NLP: Stanford Parser with F# (.NET)


Update (2014, January 3): Links and/or samples in this post might be outdated. The latest version of samples are available on new Stanford.NLP.NET site.

All code samples from this post are available on GitHub.

Natural Language Processing is one more hot topic as Machine Learning. For sure, it is extremely important, but poorly developed.

What we have in .NET?

Lets start from what we already have.

Looks really bad. It is hard to find something that really useful. Actually we have one more option, which is IKVM.NET. With IKVM.NET we should be able to use most of Java-based NLP frameworks. Let’s try to import Stanford Parser to .NET.

IKVM.NET overview.

IKVM.NET is an implementation of Java for Mono and the Microsoft .NET Framework. It includes the following components:

  • A Java Virtual Machine implemented in .NET
  • A .NET implementation of the Java class libraries
  • Tools that enable Java and .NET interoperability

Read more about what you can do with IKVM.NET.
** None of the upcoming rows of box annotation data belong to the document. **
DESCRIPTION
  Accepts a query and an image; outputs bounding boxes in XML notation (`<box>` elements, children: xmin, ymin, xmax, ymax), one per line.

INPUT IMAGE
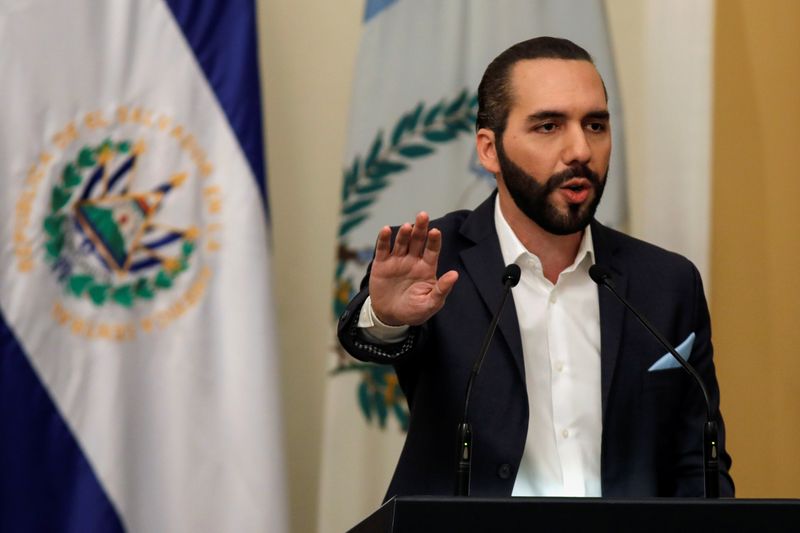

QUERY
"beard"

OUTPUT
<box><xmin>495</xmin><ymin>140</ymin><xmax>608</xmax><ymax>235</ymax></box>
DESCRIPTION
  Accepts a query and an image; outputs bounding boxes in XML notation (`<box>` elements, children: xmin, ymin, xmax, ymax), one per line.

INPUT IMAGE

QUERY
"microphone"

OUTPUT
<box><xmin>455</xmin><ymin>263</ymin><xmax>522</xmax><ymax>496</ymax></box>
<box><xmin>589</xmin><ymin>265</ymin><xmax>719</xmax><ymax>498</ymax></box>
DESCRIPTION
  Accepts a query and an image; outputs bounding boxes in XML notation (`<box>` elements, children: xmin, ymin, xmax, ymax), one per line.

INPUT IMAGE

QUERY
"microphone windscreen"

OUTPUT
<box><xmin>589</xmin><ymin>265</ymin><xmax>614</xmax><ymax>287</ymax></box>
<box><xmin>503</xmin><ymin>263</ymin><xmax>522</xmax><ymax>287</ymax></box>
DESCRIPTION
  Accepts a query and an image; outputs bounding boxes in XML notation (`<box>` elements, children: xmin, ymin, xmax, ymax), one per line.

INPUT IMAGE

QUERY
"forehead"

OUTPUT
<box><xmin>510</xmin><ymin>59</ymin><xmax>608</xmax><ymax>115</ymax></box>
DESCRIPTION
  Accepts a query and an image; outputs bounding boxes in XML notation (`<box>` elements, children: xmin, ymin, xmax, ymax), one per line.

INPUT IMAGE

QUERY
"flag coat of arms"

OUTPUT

About Stanford NLP nlp-logo-navbar

The Stanford NLP Group makes parts of our Natural Language Processing software available to the public. These are statistical NLP toolkits for various major computational linguistics problems. They can be incorporated into applications with human language technology needs.

All the software we distribute is written in Java. All recent distributions require Sun/Oracle JDK 1.5+. Distribution packages include components for command-line invocation, jar files, a Java API, and source code.

IKVM .jar to .dll compilation

First of all, we need to download and install IKVM.NET. You can do it from SourceForge. The next step is to download Stanford Parser (current latest version is 2.0.4 from 2012-11-12). Now we need to compile stanford-parser.jar to .NET assembly. You can do it with the following command:

ikvmc.exe stanford-parser.jar

If you need a strongly typed one, then you should do two more steps.

ildasm.exe /all /out=stanford-parser.il stanford-parser.dll
ilasm.exe /dll /key=myKey.snk stanford-parser.il

No signed stanford-parser.dll is available on GitHub.

Let’s play!

That’s all! Now we are ready to start playing with Stanford Parser.  I want to show up here one of the standard examples(ParserDemo.fs), the second one is available on the GitHub with other sources.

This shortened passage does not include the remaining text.